Supply catches demand, higher prices ‘new normal’: Irepas

Supply has caught up with demand in the global long products market, with lead times shortening, although prices higher than at the beginning of the fourth quarter of 2020 will be the new normal, says the International Rebar Exporters and Producers Association (Irepas). Moreover, freight rates are still significantly elevated.

Despite the return of market equilibrium, Section 232 and EU safeguards remain in force, and protected markets will continue enjoying their positions until measures are terminated, Irepas adds in its September short-range outlook seen by Kallanish.

“The slowdown in the Far East has dealt the market a strong body blow,” Irepas comments. “The Asian markets are making adjustments, but most would say that everyone is happy over there. The Indian and Vietnamese mills are exporting, while new plants in Indonesia as well as the Japanese mills are making historic profits. South Korean mills most likely will do the same.” There is strong competition between Turkish long product exports to Asia and Asian-produced material.

EU cut-and-benders’ stock levels are rising, as an increasing number of projects are being put on hold due to high prices for construction materials, including rebar. “The cut and benders are feeling a significant drop in order income and are holding their breaths to see how the EU mills will react to fewer order entries,” Irepas says. With summer holidays over, demand is however expected to recover and EU mill prices are therefore not expected to fall significantly, especially amid a lack of import alternatives.

US demand remains high but supply is gaining, although some shortages remain, especially on the West Coast. Imports cannot fill the gap due to shipping constraints. Costly freight is seeing mills offer on an fob basis. “Importers who buy on fob basis on all occasions are in for a surprise when cargoes are ready to ship. To add to the problem, most ports are full and do not wish to receive more cargoes,” Irepas observes. Credit has become an issue, with many buyers unable to insure the receivables.

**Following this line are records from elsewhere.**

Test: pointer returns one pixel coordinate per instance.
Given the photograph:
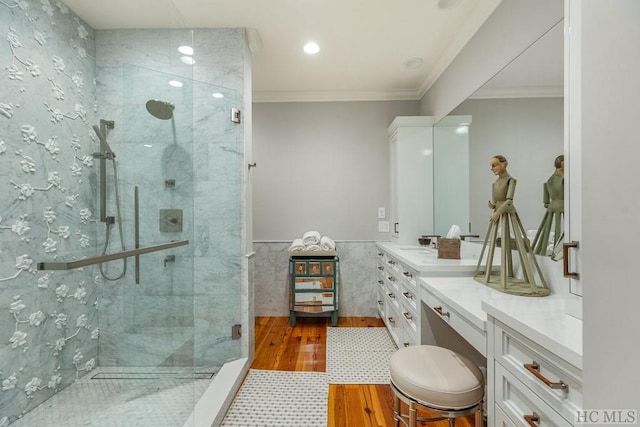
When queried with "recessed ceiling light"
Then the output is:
(311, 48)
(413, 63)
(185, 50)
(448, 4)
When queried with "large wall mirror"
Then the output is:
(519, 113)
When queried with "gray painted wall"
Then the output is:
(513, 26)
(322, 166)
(610, 203)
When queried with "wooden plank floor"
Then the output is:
(303, 348)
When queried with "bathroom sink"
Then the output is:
(417, 249)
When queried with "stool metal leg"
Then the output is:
(396, 410)
(413, 415)
(478, 421)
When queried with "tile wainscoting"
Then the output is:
(357, 287)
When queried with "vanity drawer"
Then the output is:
(521, 405)
(556, 381)
(474, 335)
(501, 419)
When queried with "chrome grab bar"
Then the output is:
(110, 257)
(136, 230)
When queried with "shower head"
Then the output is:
(160, 109)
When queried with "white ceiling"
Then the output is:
(363, 43)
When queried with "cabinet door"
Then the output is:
(411, 156)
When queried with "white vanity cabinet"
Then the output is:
(398, 299)
(530, 383)
(411, 165)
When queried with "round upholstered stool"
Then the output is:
(438, 379)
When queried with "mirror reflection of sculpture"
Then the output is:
(553, 198)
(506, 231)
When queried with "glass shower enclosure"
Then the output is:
(165, 309)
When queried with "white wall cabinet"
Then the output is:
(411, 154)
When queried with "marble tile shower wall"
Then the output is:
(202, 151)
(48, 320)
(60, 77)
(358, 278)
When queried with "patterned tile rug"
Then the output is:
(358, 355)
(280, 399)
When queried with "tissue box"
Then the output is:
(448, 248)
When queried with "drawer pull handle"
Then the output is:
(532, 419)
(565, 259)
(534, 368)
(440, 312)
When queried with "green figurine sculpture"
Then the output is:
(504, 221)
(553, 198)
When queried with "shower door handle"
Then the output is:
(136, 228)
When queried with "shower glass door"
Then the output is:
(156, 159)
(179, 178)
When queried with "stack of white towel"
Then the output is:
(313, 241)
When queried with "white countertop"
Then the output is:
(426, 262)
(542, 319)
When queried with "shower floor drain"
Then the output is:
(152, 375)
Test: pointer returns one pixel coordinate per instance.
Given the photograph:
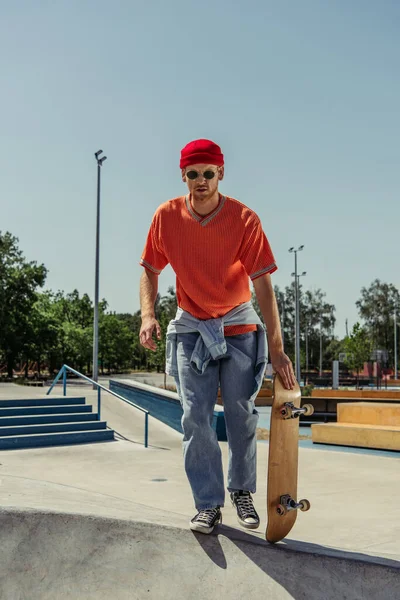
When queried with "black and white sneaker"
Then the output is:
(246, 513)
(206, 520)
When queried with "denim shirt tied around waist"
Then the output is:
(211, 344)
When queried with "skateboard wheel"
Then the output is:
(286, 413)
(304, 505)
(281, 510)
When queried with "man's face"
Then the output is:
(202, 187)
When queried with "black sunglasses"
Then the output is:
(195, 174)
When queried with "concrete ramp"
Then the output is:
(52, 556)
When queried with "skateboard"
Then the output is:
(282, 505)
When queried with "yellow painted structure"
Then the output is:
(363, 436)
(373, 394)
(362, 424)
(369, 413)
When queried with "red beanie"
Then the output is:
(201, 152)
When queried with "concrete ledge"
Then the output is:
(163, 404)
(54, 556)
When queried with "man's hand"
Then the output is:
(149, 324)
(282, 364)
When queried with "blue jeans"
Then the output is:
(198, 394)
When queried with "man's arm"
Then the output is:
(269, 309)
(148, 295)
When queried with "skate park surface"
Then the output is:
(112, 519)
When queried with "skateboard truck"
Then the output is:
(290, 411)
(287, 503)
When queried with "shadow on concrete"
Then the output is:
(307, 570)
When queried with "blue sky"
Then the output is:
(303, 97)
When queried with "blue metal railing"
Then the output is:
(63, 373)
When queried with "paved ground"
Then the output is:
(353, 496)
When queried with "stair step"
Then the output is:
(46, 401)
(45, 410)
(369, 413)
(37, 420)
(55, 439)
(52, 428)
(360, 435)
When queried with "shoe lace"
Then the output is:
(207, 515)
(245, 505)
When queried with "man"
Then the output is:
(214, 244)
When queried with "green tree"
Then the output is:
(19, 281)
(376, 307)
(358, 349)
(115, 343)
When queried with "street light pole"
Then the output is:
(95, 375)
(297, 319)
(395, 342)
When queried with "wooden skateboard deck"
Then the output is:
(282, 505)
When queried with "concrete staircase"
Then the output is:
(362, 424)
(49, 421)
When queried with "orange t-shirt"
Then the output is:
(213, 256)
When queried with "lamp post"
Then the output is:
(95, 375)
(395, 342)
(297, 320)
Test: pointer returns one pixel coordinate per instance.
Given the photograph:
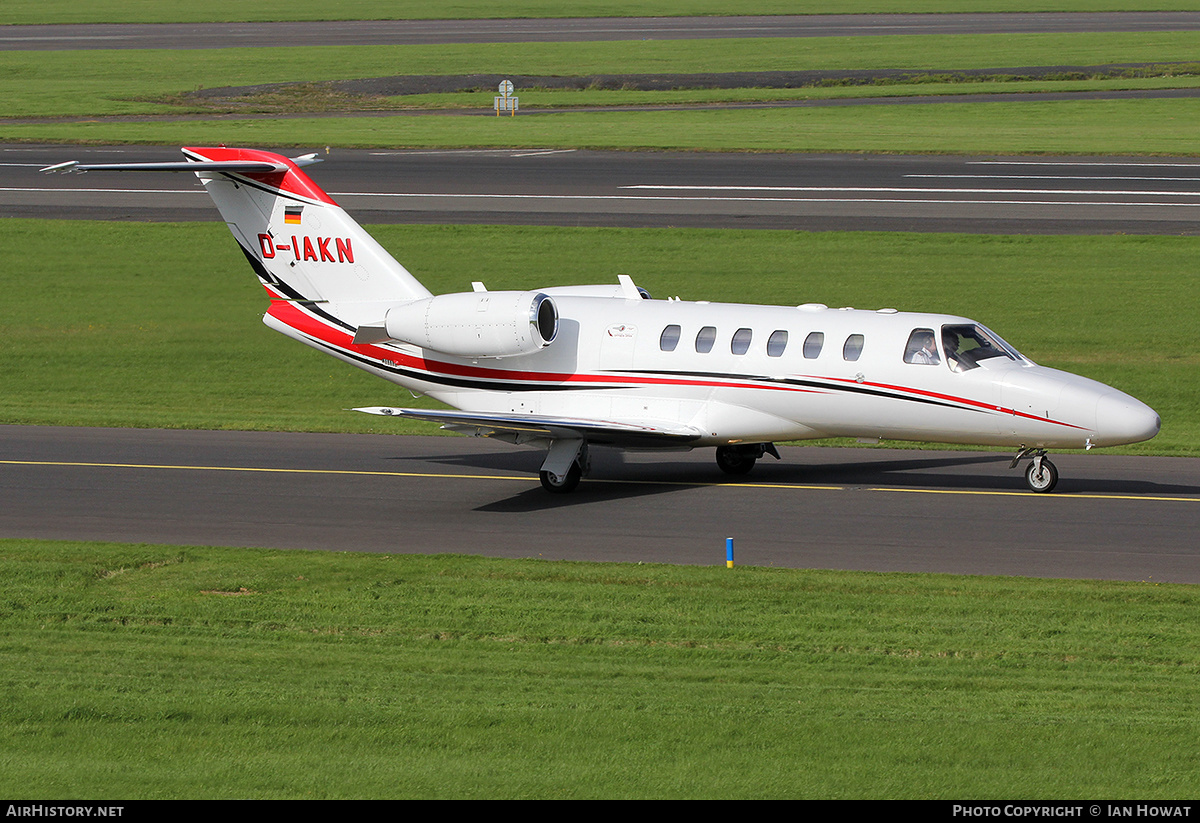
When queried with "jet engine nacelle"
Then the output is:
(477, 324)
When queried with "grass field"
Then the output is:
(132, 324)
(103, 90)
(153, 11)
(168, 672)
(171, 672)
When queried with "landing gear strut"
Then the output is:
(1042, 475)
(742, 457)
(562, 484)
(565, 463)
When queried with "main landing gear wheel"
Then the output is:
(565, 484)
(741, 458)
(732, 461)
(1042, 475)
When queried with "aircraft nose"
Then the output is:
(1121, 419)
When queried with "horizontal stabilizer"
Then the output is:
(231, 166)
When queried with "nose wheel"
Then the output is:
(1042, 475)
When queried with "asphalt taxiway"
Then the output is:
(568, 187)
(1113, 517)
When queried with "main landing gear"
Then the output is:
(742, 457)
(565, 464)
(1042, 475)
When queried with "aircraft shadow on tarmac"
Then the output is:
(645, 475)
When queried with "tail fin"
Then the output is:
(298, 240)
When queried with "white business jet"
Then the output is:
(569, 367)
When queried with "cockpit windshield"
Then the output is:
(969, 346)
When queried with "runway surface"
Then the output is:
(400, 32)
(888, 510)
(567, 187)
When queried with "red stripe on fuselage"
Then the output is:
(965, 401)
(294, 317)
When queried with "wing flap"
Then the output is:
(527, 426)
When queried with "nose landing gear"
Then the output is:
(1042, 475)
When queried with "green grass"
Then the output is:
(167, 672)
(99, 84)
(131, 324)
(1078, 127)
(154, 11)
(129, 80)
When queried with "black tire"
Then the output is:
(562, 485)
(732, 460)
(1043, 481)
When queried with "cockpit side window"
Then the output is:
(921, 348)
(967, 346)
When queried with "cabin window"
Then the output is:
(741, 342)
(813, 344)
(777, 343)
(921, 348)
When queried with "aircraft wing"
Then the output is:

Costly freight is discouraging international trade transactions, which will create short-term downward pressure on prices and long-term shortages in importing countries. Regionalisation is the current trend.

Chinese output cuts will spur the country’s demand for billet, which should support other regions, especially ASEAN producers, and could also buoy up steel pricing.

Almost all countries are looking at some type of stimulus plan and infrastructure spending, in particular, looks to continue for several years in Europe and North America.

Going forward, “some downward adjustments in the North American market may be seen and negativism is bound to spread and may affect other markets,” Irepas concludes.